By 10:49am, the 30-share BSE index was down 0.5% at 17,079.45 with 20 of its components declining, after initially rising 0.3%.
Investors were disappointed after a speech by the U.S. Federal Reserve chief lacked details on plans to spur economic growth after a $447 billion jobs package plan by US President Barack Obama.
Software stocks led losses on the main index with Infosys and Tata Consultancy Services dropping 2.1% each, while Wipro fell 1.4%.
The United States is the biggest market for India’s $76 billion information technology companies.
Global markets have been dominated in recent weeks by fears of a US relapse into recession and Europe’s snowballing debt crisis.

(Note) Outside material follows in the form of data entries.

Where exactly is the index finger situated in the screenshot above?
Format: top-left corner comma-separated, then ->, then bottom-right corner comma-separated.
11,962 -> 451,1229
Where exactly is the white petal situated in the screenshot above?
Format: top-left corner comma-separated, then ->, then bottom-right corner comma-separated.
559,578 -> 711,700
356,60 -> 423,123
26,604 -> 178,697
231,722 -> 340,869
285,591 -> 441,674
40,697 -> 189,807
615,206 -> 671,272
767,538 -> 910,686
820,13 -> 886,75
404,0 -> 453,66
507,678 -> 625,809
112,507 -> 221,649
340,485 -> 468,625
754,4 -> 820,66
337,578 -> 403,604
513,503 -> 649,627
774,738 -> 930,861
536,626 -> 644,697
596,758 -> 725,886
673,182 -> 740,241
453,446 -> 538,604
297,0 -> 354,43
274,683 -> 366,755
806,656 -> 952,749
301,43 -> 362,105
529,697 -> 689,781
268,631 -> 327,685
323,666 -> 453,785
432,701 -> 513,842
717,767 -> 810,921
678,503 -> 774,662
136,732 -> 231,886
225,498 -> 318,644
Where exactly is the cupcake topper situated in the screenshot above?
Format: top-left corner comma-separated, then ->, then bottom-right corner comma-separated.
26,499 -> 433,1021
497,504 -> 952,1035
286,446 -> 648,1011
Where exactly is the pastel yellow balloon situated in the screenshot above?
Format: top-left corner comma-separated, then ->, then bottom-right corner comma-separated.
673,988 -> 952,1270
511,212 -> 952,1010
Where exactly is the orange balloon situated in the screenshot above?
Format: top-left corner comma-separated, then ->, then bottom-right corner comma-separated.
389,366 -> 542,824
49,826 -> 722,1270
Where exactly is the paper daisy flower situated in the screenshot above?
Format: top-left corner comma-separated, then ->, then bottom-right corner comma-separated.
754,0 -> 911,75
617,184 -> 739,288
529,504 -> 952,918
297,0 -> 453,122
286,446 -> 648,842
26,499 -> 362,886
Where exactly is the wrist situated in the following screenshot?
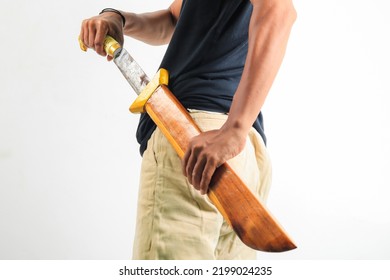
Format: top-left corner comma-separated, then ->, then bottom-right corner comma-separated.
99,8 -> 126,27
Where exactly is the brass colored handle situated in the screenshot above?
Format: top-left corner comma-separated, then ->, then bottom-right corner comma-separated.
79,36 -> 122,57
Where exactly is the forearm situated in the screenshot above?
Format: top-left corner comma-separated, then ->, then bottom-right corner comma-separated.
225,0 -> 296,136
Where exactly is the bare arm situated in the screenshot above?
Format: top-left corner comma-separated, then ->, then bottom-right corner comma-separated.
80,0 -> 182,56
182,0 -> 296,194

“The lack of any announcement on fresh measures by the US has led to the weakness we see currently. However, I expect some recovery during the day as the fundamentals of the Indian markets remain positive,” said S.P Tulsian, independent research analyst.
A pick-up in foreign fund inflows over the past few sessions have underpinned the market this week. Foreign funds bought just over $500 million of local stocks so far in September after selling $2.2 billion in the last month, according to data from the market regulator.

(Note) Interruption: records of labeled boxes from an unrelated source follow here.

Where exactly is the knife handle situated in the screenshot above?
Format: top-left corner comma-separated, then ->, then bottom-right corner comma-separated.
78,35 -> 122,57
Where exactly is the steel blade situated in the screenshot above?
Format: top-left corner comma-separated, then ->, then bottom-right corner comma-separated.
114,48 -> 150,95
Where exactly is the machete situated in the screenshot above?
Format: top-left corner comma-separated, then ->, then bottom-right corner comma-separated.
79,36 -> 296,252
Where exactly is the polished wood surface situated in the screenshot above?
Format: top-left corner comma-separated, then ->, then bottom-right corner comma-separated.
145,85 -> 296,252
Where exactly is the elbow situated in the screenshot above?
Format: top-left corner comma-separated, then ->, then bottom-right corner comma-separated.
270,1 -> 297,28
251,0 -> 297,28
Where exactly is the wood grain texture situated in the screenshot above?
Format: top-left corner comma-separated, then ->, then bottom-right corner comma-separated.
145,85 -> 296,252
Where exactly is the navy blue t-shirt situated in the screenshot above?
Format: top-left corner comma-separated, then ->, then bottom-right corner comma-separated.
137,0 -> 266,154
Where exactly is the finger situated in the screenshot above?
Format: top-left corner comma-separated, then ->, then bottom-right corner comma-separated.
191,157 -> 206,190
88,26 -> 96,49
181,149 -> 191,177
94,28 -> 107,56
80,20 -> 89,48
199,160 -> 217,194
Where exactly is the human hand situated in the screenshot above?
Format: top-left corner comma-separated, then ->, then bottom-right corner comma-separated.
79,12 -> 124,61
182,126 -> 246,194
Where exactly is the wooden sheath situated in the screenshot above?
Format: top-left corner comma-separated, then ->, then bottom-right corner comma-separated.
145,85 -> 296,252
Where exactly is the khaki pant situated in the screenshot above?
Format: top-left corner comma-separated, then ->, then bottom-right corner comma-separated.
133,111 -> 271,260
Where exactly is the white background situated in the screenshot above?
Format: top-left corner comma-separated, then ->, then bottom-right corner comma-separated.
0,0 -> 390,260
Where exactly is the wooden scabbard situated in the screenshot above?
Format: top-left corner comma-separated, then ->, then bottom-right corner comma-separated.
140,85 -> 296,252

Leading mobile carrier Bharti Airtel rose 1.9% after it said it had secured a licence to operate 2G and 3G services in Rwanda and would invest $100 million in the African country over three years.
Energy major Reliance Industries dropped 1.7% after India’s federal auditor criticised the company and the government over development of the country’s key natural gas field in the Krishna Godavari (KG) basin and called for revamping profit sharing arrangements from oil and gas blocks.
The auditor report could form the basis of any possible government action against Reliance in future, analysts said.
Banking stocks remained mixed on expectations the central bank may again raise rates next week.
The Reserve Bank of India remains bent on fighting domestic inflation despite weakening global conditions, officials with direct knowledge of policymaking said on Wednesday. It is scheduled to review policy next Friday.
HDFC Bank fell 0.85%, while bigger rival ICICI Bank eased 0.2%. State Bank of India , the market leader, was up 0.3%.
Aluminium producer Hindalco traded 2.93% lower after Morgan Stanley downgraded it to ‘underweight´ from ‘overweight´ and slashed its price target by nearly half to 126 rupees from 236 rupees as it expects near-term roadblocks for the Indian aluminum industry, relating to coal and bauxite availability.
Indian shares have been one of the world’s worst performers this year, with the BSE index down more than 16%, as rising interest rates dented growth.
The 50-share NSE index was down 0.48% at 5,128.5. In the broader market, advancing stocks led declines 722 to 581 on volume of 192.6 million shares.
The MSCI’s measure of Asian markets other than Japan was down 0.26%, while Japan’s Nikkei was down 0.38%.
Delta Corp , which owns offshore casinos in Goa, jumped more than 5% after the Economic Times reported it was in talks with global casino players including Las Vegas-based MGM Resorts International and Caesars Entertainment to sell stake.
Shree Ganesh Jewellery House Ltd rallied 8% after the firm said it expects to triple turnover from retail segment to Rs 1,200 in the next two years.